Cauliflower (Brassica oleracea, variety botrytis) gets its name from the Italian cavolfiore, meaning “cabbage flower” and the part we eat is indeed a flower inflorescence along with the connecting stems. Because of its resemblance to cheese curd, the parts of the cauliflower head are often also called curds. Like its relatives in the cabbage family, cauliflower is an annual plant and will flower and go to seed in one season. Left to full maturity, the cauliflower head will go to flower or “bolt”. This is a loss for the table but a boon for lots of pollinators which love these flowers. The cabbage family as well as the mustards comprise a very large group of edibles which are often lumped together as cruciferous vegetables. They get this common name from the shape of their flowers whose four yellow petals resemble a cross.
Cauliflower is a cool season vegetable which can be grown in the spring or fall in our area. Spring plantings should go in by late winter to very early spring to have time to mature before warm temperatures cause them to bolt.

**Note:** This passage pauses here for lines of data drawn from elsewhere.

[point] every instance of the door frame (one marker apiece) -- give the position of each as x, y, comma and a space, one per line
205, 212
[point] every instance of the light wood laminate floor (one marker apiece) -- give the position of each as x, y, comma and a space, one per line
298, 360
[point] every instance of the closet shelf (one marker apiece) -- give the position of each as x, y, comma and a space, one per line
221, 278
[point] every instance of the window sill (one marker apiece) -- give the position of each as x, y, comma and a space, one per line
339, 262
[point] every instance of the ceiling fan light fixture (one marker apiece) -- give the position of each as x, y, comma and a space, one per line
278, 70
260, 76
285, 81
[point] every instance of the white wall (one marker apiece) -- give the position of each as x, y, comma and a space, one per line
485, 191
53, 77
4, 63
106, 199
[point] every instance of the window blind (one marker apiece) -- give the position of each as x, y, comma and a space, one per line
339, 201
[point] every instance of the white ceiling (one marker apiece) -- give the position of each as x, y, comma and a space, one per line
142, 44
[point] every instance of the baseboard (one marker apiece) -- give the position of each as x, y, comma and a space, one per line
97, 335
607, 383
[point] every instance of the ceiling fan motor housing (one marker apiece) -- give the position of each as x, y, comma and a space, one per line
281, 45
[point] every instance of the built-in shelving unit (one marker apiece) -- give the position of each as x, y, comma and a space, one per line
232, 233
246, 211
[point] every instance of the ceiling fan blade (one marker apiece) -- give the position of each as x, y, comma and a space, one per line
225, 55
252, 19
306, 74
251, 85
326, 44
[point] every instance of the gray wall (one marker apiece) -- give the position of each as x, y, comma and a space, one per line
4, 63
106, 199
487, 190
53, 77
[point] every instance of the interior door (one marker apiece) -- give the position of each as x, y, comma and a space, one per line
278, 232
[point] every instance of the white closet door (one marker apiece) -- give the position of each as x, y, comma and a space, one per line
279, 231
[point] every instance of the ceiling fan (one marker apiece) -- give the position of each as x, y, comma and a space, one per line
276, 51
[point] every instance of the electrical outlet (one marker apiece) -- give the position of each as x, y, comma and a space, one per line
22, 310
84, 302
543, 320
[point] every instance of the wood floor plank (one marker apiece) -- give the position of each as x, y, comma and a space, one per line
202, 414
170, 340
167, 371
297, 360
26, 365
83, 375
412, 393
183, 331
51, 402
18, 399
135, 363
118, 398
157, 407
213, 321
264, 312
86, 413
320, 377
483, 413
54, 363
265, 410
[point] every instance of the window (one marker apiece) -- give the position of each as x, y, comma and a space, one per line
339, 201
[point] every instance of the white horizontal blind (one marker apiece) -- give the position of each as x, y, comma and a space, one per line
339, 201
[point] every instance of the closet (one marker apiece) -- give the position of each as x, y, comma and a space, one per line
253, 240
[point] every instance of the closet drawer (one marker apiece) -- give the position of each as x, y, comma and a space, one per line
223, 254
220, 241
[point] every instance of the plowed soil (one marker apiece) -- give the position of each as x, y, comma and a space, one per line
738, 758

With our generally mild winters, I tend to most often plant cauliflower and other cabbages in the fall. Full sun, consistent moisture and well fertilized garden soil will give the best growth and production. Mulching also helps conserve moisture and keep the root temperatures moderated. Cauliflower plants are susceptible to the same insect and disease issues as other cabbage family vegetables but most can be well controlled with readily available garden pesticides. By the time really cool temperatures arrive, pest problems significantly diminish. Cauliflower can be direct seeded and young plants transplant readily. For just a few plants, many gardeners purchase transplants which can also advance the harvest by a few weeks. Whether direct seeded or transplanted, it is usually best to select early maturing varieties to beat the vagaries of weather and pest pressure. Although the cauliflower plant is quite hardy and can tolerate temperatures below freezing, the cauliflower head may be damaged by really cold temperatures and some freeze protection may be needed occasionally.

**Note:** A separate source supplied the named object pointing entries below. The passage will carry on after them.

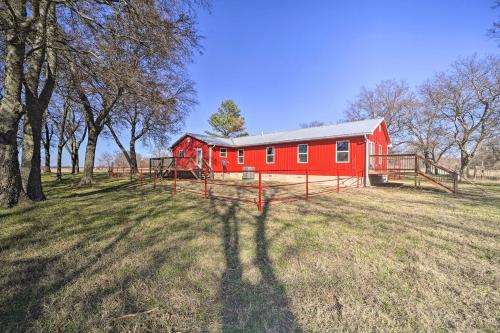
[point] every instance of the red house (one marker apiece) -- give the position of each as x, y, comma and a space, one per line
342, 149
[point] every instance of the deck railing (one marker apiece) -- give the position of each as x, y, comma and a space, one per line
416, 165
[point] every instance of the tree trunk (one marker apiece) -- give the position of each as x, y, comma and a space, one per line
47, 157
122, 148
36, 104
88, 167
77, 163
133, 156
464, 162
59, 161
11, 190
31, 156
427, 164
73, 164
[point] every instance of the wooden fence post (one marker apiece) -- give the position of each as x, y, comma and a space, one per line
307, 185
259, 202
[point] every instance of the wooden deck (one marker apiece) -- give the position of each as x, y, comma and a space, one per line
414, 165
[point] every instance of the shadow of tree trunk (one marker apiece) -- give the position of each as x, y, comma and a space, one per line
248, 307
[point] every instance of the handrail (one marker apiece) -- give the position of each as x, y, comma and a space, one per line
411, 164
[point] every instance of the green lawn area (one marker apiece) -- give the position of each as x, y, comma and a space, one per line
121, 257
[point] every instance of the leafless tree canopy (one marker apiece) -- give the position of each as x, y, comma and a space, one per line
105, 51
455, 112
389, 99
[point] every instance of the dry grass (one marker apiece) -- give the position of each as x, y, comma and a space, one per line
118, 257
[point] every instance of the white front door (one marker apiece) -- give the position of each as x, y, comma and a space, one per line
371, 151
199, 157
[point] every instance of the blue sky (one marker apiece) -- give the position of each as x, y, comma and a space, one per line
289, 62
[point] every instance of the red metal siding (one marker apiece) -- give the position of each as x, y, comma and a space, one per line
321, 155
380, 138
321, 158
189, 145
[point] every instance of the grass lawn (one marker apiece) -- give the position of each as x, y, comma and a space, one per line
119, 257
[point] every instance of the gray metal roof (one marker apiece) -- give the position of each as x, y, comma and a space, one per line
349, 129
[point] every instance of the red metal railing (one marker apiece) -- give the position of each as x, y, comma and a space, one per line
259, 192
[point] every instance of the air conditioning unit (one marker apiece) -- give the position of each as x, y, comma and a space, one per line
248, 172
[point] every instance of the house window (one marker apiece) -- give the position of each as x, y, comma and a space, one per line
342, 151
241, 156
302, 153
270, 155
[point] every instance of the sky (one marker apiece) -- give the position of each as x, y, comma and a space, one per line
285, 63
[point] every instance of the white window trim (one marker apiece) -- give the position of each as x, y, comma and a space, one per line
299, 153
343, 151
238, 156
274, 155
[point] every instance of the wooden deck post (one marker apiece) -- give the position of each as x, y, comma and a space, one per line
259, 200
307, 185
416, 171
206, 186
175, 180
338, 182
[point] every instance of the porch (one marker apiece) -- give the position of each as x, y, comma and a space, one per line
397, 165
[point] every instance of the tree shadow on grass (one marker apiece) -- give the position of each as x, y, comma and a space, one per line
32, 283
260, 307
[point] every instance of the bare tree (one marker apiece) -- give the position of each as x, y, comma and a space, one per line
469, 98
425, 126
154, 118
389, 99
162, 32
47, 135
38, 83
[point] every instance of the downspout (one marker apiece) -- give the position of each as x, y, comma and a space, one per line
210, 157
366, 170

The most common color for cauliflower is white but other varieties have been developed with orange, green and even purple heads. Older varieties of cauliflower often required tying the leaves over the inflorescence to keep the white color – this is referred to as blanching. Many new varieties have been developed to have the leaves grow naturally over the flower, reducing the need for hand tying. If you look very closely at the cauliflower structure you will notice that each branch of the cauliflower down to the tiniest one resembles the entire cauliflower. Mathematicians refer to this repeating pattern as a fractal property. Yes, this will be on the quiz. Cauliflower most often produces only one head and once this is harvested the plant can be removed from the garden. Harvest the head when full sized but before the florets begin to mature. Fresh cauliflower can be stored in the refrigerator for up to 2 weeks. Some of the varieties recommended for our area include Snow Crown, Alverda (Green), Violet Queen (Purple) and Cheddar (Orange).
Cauliflower is a very good source of vitamin C plus moderate amounts of a number of B vitamins and vitamin K. It is also a good source fiber and a number of phytochemicals.

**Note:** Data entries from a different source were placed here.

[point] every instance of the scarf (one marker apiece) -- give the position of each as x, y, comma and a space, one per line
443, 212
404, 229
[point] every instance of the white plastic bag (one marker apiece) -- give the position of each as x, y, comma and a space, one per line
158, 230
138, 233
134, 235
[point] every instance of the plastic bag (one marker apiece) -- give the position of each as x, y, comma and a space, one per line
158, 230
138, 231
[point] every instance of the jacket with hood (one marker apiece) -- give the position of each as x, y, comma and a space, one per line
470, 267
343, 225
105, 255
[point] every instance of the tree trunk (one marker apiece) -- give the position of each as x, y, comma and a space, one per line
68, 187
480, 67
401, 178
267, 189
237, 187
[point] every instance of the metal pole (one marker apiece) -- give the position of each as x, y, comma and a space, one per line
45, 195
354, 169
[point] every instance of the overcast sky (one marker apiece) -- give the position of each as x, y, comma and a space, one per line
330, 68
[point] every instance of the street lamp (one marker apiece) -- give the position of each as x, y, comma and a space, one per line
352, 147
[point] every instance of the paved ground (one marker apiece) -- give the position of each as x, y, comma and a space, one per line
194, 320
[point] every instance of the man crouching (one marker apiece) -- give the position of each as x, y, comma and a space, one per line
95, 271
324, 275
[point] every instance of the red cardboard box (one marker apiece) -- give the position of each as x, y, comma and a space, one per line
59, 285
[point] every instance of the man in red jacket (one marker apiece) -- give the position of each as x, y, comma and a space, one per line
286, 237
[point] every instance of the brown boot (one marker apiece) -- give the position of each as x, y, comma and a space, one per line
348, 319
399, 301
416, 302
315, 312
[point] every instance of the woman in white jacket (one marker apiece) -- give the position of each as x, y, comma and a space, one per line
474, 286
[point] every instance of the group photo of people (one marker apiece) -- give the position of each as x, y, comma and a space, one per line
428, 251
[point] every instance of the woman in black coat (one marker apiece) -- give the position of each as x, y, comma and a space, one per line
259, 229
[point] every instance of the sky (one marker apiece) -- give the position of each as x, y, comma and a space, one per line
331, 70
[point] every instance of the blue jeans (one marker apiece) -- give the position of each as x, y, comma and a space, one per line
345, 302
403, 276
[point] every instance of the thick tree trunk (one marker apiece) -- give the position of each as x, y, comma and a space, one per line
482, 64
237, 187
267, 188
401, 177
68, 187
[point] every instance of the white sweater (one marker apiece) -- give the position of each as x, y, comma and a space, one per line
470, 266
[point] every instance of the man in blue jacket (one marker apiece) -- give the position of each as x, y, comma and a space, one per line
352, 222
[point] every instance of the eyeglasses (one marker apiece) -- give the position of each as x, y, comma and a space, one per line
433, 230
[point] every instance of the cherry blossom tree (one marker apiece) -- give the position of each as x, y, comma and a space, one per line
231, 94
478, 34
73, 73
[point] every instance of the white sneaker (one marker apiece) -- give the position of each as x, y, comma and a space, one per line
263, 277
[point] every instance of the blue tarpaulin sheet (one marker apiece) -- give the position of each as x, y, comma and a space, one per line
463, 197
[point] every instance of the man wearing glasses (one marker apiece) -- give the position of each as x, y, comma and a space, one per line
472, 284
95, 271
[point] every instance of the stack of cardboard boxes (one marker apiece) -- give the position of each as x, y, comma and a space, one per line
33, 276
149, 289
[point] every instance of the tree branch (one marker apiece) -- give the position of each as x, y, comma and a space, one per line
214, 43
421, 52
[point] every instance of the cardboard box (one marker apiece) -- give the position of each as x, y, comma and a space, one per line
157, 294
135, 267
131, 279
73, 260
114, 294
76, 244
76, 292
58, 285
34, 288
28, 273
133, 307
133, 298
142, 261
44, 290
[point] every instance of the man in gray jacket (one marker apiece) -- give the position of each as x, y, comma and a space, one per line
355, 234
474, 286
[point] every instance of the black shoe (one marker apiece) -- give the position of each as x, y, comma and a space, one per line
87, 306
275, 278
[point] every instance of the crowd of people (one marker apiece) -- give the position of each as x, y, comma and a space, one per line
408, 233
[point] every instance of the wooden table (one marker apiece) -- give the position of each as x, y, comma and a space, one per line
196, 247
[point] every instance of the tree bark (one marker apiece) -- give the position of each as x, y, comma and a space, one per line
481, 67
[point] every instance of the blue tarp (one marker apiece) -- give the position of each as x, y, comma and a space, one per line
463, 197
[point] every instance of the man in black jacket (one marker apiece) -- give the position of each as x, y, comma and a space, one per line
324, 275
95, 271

Raw cauliflower can be eaten in salads or used as a dipper – it can also be blended into a hummus-like dip. It also pickles well either in a vinegar solution or fermented like sauerkraut. Cauliflower can be steamed, sautéed, roasted, fried, baked and even used as a substitute for pizza crust or rice. Since we are harvesting this vegetable when it can be quite chilly outside, I like it a lot in a creamy soup.
Although cauliflower can be a bit more finicky to grow than cabbage, it is well worth it for its delicate flavor and diverse uses. I also like that it is done after the head is harvested rather than producing forever like broccoli – a somewhat impolite guest that doesn’t know when to leave. Save some room in your vegetable garden for cauliflower next fall and enjoy.